Depuis 1994 le CIDE soutient sous forme de parrainage une association locale russe basée à Saint-Pétersbourg, qui agit auprès de ces enfants.
1994 : Enquête au Mali sur le sort d’enfants emprisonnés
Au Mali, dans la prison centrale de Bamako, de graves violations des droits de l’enfant ont été mises à jour par une équipe d’enquêteurs du CIDE.
Ceux-ci ont découvert que des abus sexuels sont perpétrés sur des mineurs en détention par d’autres détenus qui en ont la garde. Par ailleurs, bon nombre d’enfants emprisonnés n’ont pas accès aux soins indispensables auxquels ils ont droit.
Le CIDE a interpellé le gouvernement du Mali ainsi que plusieurs instances internationales pour dénoncer ces violations des droits de l’enfant.
1995 : Affaire « Nice-Monaco »
Cette affaire « Nice-Monaco » met en cause au moins trois enfants qui ont été victimes d’un important et puissant réseau pédophile basé principalement dans le sud de la France. Les enquêteurs et tous les experts du CIDE ont été mobilisés. Il est apparu de graves dysfonctionnements de la justice française. Les échos parus dans la presse internationale ont fait état de ces dysfonctionnements et des tissus de protection dont bénéficient parfois certains réseaux pédophiles.
1995-97 : Cassettes par centaines
A la suite de la découverte, à Zurich, d’un stock de cassettes vidéo pornographiques mettant en scène des enfants, le CIDE a pu mettre à la disposition de la justice de ce canton un important dossier relevant les très graves agissements d’un ressortissant allemand qui a été arrêté en Tchéquie. Grâce à la collaboration avec d’autres ONG et une enquête minutieuse, il a été possible de mettre en parallèle d’autres agissements délictueux de cet individu, notamment aux Philippines où il a abusé de plusieurs mineurs.
1995-98 : Pédophiles suisses au Sri Lanka
Le CIDE met fin aux activités de deux pédophiles suisses sévissant au Sri Lanka.

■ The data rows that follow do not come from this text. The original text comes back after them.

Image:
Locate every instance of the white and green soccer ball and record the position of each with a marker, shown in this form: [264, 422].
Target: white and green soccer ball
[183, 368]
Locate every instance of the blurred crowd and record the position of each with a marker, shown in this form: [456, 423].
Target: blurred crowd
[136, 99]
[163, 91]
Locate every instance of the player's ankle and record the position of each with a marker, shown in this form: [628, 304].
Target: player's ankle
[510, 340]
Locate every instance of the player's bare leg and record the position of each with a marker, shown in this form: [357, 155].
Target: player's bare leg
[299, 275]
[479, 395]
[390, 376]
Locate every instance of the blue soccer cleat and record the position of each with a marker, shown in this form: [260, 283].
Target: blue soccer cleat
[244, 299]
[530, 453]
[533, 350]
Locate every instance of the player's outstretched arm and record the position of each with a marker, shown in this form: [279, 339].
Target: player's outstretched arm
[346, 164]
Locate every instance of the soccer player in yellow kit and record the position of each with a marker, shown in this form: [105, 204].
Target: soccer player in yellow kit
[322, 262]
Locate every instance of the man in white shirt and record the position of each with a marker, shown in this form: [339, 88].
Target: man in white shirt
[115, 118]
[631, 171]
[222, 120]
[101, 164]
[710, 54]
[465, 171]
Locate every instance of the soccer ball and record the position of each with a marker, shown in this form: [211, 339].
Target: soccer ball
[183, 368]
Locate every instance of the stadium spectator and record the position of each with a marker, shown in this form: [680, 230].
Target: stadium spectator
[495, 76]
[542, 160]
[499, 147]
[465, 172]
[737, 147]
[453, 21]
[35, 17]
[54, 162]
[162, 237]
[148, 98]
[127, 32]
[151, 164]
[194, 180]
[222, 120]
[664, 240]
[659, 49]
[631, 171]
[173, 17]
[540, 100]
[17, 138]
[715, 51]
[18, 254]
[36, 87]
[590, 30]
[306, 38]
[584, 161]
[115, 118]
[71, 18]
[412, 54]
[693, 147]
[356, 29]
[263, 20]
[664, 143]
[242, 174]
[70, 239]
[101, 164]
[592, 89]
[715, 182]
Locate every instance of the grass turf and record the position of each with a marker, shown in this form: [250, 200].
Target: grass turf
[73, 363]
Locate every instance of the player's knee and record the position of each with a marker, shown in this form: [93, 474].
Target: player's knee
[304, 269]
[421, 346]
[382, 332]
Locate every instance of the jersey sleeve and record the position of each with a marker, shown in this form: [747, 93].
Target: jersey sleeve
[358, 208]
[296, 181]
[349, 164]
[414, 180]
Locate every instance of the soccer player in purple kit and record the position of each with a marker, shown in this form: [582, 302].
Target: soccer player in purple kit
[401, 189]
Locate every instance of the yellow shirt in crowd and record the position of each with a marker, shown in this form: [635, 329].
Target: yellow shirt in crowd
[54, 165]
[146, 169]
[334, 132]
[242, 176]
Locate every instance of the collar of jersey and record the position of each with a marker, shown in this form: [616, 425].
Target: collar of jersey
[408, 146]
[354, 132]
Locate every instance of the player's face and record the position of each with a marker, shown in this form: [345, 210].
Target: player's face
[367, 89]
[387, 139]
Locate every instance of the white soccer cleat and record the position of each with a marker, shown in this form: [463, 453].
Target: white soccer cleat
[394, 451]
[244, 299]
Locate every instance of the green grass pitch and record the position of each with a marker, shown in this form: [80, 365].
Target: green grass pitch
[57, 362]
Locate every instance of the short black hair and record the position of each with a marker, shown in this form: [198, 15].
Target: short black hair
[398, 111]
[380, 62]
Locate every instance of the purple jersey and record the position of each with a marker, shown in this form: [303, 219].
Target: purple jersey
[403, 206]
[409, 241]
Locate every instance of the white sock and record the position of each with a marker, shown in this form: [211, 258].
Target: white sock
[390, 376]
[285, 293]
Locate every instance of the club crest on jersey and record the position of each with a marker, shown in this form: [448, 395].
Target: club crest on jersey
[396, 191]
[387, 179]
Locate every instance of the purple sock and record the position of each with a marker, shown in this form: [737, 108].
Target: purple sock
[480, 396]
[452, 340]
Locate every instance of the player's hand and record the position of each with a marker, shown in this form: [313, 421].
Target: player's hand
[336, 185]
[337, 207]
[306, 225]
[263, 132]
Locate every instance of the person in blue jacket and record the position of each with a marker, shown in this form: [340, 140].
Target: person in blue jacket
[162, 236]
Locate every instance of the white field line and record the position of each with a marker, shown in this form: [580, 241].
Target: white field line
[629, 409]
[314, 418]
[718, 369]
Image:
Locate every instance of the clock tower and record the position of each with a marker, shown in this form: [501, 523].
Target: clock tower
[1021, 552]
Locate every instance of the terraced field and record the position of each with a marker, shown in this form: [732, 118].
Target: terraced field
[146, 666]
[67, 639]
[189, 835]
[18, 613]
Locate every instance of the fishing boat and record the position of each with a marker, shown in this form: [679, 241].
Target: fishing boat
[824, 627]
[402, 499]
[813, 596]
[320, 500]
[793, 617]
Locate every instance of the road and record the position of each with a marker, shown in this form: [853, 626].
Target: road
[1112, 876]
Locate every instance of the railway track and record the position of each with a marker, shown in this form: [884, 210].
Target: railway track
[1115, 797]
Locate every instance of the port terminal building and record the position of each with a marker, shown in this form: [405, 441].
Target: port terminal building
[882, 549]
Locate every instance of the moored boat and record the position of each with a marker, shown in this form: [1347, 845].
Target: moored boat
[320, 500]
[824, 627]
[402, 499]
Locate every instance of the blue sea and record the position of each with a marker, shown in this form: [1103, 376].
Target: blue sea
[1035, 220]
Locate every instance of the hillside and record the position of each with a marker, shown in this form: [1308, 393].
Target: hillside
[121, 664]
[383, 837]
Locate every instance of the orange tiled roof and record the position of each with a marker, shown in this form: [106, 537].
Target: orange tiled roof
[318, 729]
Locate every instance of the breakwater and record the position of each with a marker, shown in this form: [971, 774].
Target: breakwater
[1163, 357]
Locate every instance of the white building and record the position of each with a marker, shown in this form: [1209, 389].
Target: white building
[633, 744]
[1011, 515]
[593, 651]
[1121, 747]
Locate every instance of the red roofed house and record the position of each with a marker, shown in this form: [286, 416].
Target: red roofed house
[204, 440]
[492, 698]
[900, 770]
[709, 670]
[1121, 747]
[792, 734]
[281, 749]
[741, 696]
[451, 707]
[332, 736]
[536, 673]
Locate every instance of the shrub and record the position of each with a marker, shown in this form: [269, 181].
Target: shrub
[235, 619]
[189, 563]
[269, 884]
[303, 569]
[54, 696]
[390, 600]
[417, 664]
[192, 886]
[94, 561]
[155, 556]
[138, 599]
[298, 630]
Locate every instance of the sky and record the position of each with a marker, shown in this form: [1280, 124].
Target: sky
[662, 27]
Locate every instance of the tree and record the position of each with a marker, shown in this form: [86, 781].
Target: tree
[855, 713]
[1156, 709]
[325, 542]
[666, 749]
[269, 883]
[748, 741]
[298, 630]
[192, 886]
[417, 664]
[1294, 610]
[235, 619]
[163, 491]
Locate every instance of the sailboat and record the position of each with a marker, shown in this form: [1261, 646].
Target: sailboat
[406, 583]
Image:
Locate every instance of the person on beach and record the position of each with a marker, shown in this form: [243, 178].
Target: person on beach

Toute la presse a évoqué le cas de ce millionnaire industriel zurichois qui était accusé d’avoir abusé dans ce pays d’environ 1500 jeunes mineurs ! Grâce à une enquête d’une année et au dossier complet fourni par le CIDE qui prouvaient sa culpabilité dans environ une dizaine de cas, ce pédophile a pu être expulsé du Sri Lanka et condamné en Suisse à une peine de 4 1/2 ans de détention.
En 1996 toujours, le CIDE a également fait arrêter un enseignant valaisan. Sous couvert d’aide humanitaire, ce dernier hébergeait un jeune Sri Lankais dont il abusait. Propriétaire d’une grande villa au Sri Lanka, lui aussi y consommait de jeunes garçons. Il a également été condamné à six ans de prison.
1996 : Actions en faveur de modifications législatives
En novembre 1996, le CIDE demande des changements dans notre législation en intervenant auprès de tous les Conseillers nationaux et auprès de tous les Conseillers d’Etat pour que la simple possession de cassettes vidéo pornographiques mettant en scène des mineurs tombe sous le coup de la loi. Depuis, notre législation a changé et considère comme illicite non seulement la transmission ou la vente de telles cassettes mais également leur détention.
1997 : SOS Algérie
Devant la multiplication des horreurs perpétrées en Algérie contre des victimes innocentes, notamment des femmes et des enfants, le CIDE lance une pétition adressée au Conseil fédéral pour demander que le gouvernement suisse offre ses bons offices et mette sur pieds une conférence internationale. La pétition recueille des milliers de signatures et est transmise au Conseil fédéral. « Devant de tels massacres, il est important que la clameur de l’indignation soit portée jusqu’aux plus hautes autorités
1997 : Le CIDE est invité à INTERPOL
Plusieurs associations et personnalités engagées dans la lutte contre la pédophilie se retrouvent en mai 1997 au siège principal d’INTERPOL à Lyon pour une séance de coordination.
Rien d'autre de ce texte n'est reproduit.